EPA’s Odd Handling of Controversial Chemical
h/t: Organic Consumers Association
Every 15 years, pesticides come up for review by the U.S. Environmental Protection Agency (EPA). Last year, 2015, was the year the EPA was supposed to review and either renew, or reject, glyphosate.
We’re still waiting. Meanwhile, glyphosate, the key ingredient in Monsanto’s Roundup, was as ubiquitous in the media this week as it is in our environment—and on our food.
As OCA, Friends of the Earth, Moms Across America and other groups planned a May 4 petition delivery (over half a million signatures) to EPA officials in Washington D.C., asking the agency to reject the renewal of glyphosate, the EPA was busy posting—then un-posting—documents the agency will use to justify its final, and presumably Monsanto-friendly, decision.
“The EPA on Monday [May 2] posted online and then removed an October 2015 final report from its Cancer Assessment Review Committee, which is made up of staff, that concluded glyphosate is “not likely to be carcinogenic to humans.”
The move prompted House Committee on Science Space and Technology Chairman Lamar Smith (R-Texas) to fire off a letter to EPA Administrator Gina McCarthy. In the letter, according to Politico, Smith said that the decision to yank the report “raises questions about the agency’s motivation in providing a fair assessment of glyphosate.”

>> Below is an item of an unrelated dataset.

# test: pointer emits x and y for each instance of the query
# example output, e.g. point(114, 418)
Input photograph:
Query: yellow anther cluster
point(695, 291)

Smith wasn’t the only one with questions. The Center for Biological Diversity issued a press release accusing the EPA of using industry-funded studies to refute the World Health Organization’s findings that glyphosate is a probable carcinogen:
“EPA’s determination that glyphosate is non-carcinogenic is disappointing, but not terribly surprising — industry has been manipulating this process for years,” said Nathan Donley, a scientist with the Center for Biological Diversity. “The analysis done by the World Health Organization is more open and transparent and remains the gold standard.”

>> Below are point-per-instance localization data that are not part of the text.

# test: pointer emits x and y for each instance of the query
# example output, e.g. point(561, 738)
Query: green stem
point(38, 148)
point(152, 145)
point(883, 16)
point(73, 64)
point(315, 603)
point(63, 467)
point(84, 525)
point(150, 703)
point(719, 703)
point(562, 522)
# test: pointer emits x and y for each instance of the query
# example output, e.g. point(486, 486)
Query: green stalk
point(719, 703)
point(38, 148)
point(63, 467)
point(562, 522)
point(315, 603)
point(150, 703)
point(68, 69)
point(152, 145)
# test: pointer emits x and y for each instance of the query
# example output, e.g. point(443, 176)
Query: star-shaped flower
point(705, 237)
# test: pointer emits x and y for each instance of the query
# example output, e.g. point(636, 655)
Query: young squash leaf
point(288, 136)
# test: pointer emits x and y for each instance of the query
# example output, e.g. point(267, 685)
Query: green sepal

US Right to Know (USRTK)’s Carey Gillam outlined the significance of the yanked document as it relates to protecting Monsanto from any legal liability from cancer patients:
Monsanto touted and tweeted the release of the document, which follows the release by EPA of a different memorandum supporting the safety of glyphosate last June. The newest memo gives the company added evidence to defend itself against a mounting stack of lawsuits filed by agricultural workers and others alleging Monsanto’s glyphosate-based Roundup herbicide gave them cancer.
In other glyphosate news this week? Quaker Oats faces a class action lawsuit for being “deceptive and misleading” after glyphosate is detected in its oatmeal. Members of the European Parliament call for the European Commission to rethink plans to renew glyphosate in the EU.
And then there was this gem from Mercola.com: “Many Surprising Foods Found to Contain Monsanto’s Deadly Poison.” Not to mention our Video of the Week, from ABC News, about glyphosate in your California wine.
The EPA now says it will be the end of 2016 before they issue their final ruling. That’s how long we have to stop the madness.